Slapped in the face with my Gay reality:

I am a friend of Dorothy. 

If you don’t get that ‘Wizard of Oz’ reference, chances are you either haven’t seen the Judy Garland classic, or you didn’t realize the ‘Tin Man’ was a raging homosexual. Living in what can only be described as hell, I was so closed off from the world that I didn’t even realize (until I hit a certain age of course) that being gay was even a possibility. As far as I was concerned, there was no such thing, and playing fashion parade or Chorus Line with my cousins Barbies was completely normal. It wasn’t until I was fourteen that I got slapped in the face with my gay reality. Ironically, I was sitting in the change rooms at school after football practice,when my best-friend at the time went to get changed into his favourite ugly shirt. As I had just begun to admire the delicious contours of his muscles, seeing that hideous piece of cloth prompted my mouth to open up, and before I knew it, the words

“Dude, that colour does nothing for your skin tone, and the fit is completely wrong”

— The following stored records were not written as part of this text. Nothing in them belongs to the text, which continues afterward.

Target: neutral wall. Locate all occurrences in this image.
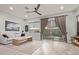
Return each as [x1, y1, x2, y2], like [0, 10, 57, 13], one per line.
[26, 11, 77, 43]
[0, 12, 24, 37]
[25, 18, 40, 40]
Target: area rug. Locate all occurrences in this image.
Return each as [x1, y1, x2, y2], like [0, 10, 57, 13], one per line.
[5, 40, 42, 55]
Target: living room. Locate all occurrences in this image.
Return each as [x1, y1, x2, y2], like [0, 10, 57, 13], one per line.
[0, 4, 79, 55]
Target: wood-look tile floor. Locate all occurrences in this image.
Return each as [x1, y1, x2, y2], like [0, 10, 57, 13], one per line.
[0, 40, 79, 55]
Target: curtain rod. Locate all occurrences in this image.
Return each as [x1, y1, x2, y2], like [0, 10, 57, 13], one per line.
[43, 15, 68, 18]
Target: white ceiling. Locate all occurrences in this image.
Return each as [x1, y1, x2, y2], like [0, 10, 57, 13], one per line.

tumbled out. There was silence in the change room. Feeling my insides fall apart, I calmly crammed my footy jacket into my bag and declared with feigned confidence and tranquillity: “Well, its true.” , and I got the hell out of there. To be honest, it wasn’t the fact that I was outraged by his terrible attire. I was getting out of there to hide my uncontrollable erection that was poking though my footy shorts. I mean it was a hideous shirt, but the sight of this muscular god was causing more problems in my pants rather than the issue of the fashion crime. And thats when it hit me like a cold shower. It now made so much sense why I never found fart jokes funny and why ‘Two-Girls One Cup’ had revolted me more that the others. I had the hots for my mate.

So I did what I had to do; for my high school days I ‘straightened up’. At one stage I even convinced myself that I could be remotely interested in vagina and I can tell you, that phase didn’t last long. Luckily I had my best friend Olivia, she ended up being the first person I told about my uncontrollable love with Harry Potter actor ‘Daniel Radcliffe’ and luckily for me she was totally okay with it. She was more of a red-head fan so we didn’t have to battle over which one of us would Daniel marry. Liv was the only person I could talk to about boys or fashion and she’d talk to me about her family problems. As I got older I got better at hiding my ‘fabulous’ qualities, I used to think of myself as an actor that was playing a character, and this character was straight. I should have won an Oscar for my performance because I had the whole town convinced. The problem with this character is that I had to play him all day and everyday. The last year has been the most difficult, there have been times that I’ve just wanted to scream and shout out to the world “I’m gay and why do you give a shit?” But I knew that if it became public it would devastate my family, being the only son; it would kill my father. My folks might not have been the best at dealing with me, (How could they not know? I asked  for pink shoes on my fifth birthday) but I couldn’t bare to put them though this all because I like guys. I wish it wasn’t like this, I wish it didn’t matter but in the ‘small country town’ it does.

Now living in Melbourne, I finally feel like I belong. Before I moved here, I never met another gay man. But now I feel like every second guy I meet likes ‘Ikea’ as much as I do and I don’t think I’ve ever been so happy.

I’m now excited for tomorrow, and it’s the greatest feeling.